Ulmer is a guitarist of enormous talents so his playing flies from Memphis to Mali at will, sometimes dipping into free jazz, sometimes circling a West African rhythm, and sometimes raising the spirit of good old Southern gospel.
On Birthright, Ulmer doesn’t so much play the blues as strip them to the bone. One song, the instrumental “The Evil One” is literally a free-blues attack, a scorched-earth Cecil Taylorish piece of jagged beauty. Elsewhere, Ulmer keeps his lyrics unremittingly personal and direct. For example, on the 12-bar “I Can’t Take It Anymore,” Ulmer sings “I don’t love you no more / I’m afraid you might take my soul / wrap it up in a paper bag / and give it to someone as a drag / Your love is so cold, / I can’t take it no more,” and on the lovely and oddly Stones-ish “Where Did All The Girls Come From” he wonders, “Where did all the girls come from / I only have enough money for one.” Somehow, Ulmer’s performance of both these lyrics come off as one step removed from a suicide note even though at first blush they practically amount to blues clichés. But every song on Birthright rises far beyond cliché to deal in an uncommonly original and personal way – even for the blues – with sin, redemption, and the ties that bind.

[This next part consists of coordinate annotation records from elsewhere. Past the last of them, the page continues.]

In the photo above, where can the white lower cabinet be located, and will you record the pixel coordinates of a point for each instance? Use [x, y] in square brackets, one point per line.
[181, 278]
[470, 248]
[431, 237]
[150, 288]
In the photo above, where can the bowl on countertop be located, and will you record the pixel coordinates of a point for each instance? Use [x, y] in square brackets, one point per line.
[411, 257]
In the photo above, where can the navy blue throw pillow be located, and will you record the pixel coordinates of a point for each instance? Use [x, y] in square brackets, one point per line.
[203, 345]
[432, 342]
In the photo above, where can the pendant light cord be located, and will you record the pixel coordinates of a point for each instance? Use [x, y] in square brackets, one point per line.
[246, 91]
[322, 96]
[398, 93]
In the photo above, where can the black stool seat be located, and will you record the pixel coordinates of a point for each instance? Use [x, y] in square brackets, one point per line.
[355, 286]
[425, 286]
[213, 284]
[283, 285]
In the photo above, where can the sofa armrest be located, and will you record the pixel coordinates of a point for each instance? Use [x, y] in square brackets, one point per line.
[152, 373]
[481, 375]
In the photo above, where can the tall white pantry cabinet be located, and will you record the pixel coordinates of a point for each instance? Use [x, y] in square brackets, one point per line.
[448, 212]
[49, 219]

I can’t claim to be an expert on Ulmer’s career, but this sounds like an album any artist makes only once. I wish I could pick individual songs out of this album and say “here’s what this is about, this is it,” but I can’t. I haven’t heard a blues record this raw, this affecting, this uncompromising, and – yes – this nearly perfect, in a long time.

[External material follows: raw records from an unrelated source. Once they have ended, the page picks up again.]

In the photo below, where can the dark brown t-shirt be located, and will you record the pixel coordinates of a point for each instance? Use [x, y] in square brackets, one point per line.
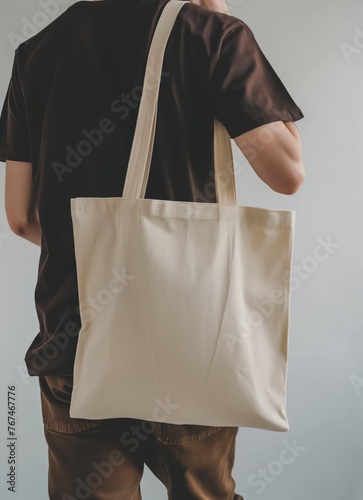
[71, 110]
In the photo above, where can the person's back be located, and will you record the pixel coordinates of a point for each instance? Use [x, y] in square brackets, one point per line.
[70, 114]
[81, 81]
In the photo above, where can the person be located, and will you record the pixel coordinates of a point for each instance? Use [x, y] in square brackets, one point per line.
[66, 131]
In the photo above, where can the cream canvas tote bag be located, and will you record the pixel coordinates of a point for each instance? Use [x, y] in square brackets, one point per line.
[184, 305]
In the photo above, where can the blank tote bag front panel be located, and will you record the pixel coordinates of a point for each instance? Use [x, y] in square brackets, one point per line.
[192, 317]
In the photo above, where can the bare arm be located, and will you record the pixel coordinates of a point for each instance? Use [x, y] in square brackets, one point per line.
[20, 211]
[274, 152]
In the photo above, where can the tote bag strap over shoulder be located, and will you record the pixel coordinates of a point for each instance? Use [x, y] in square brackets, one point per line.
[142, 147]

It may not be pretty – in fact it is often downright ugly, but Birthright is an absolutely stunning album. From the cautiously hopeful start of “Take My Music Back To Church” to the demented cackles and otherworldly flute that end the closing “Devil’s Got To Burn,” Ulmer twists the blues into a form that captures what he, and he alone, needs to say. It may not be inviting or to everybody’s taste, but not everything worthwhile is. To use Greil Marcus’ term, Ulmer has tapped into the “old, weird America” I love so well.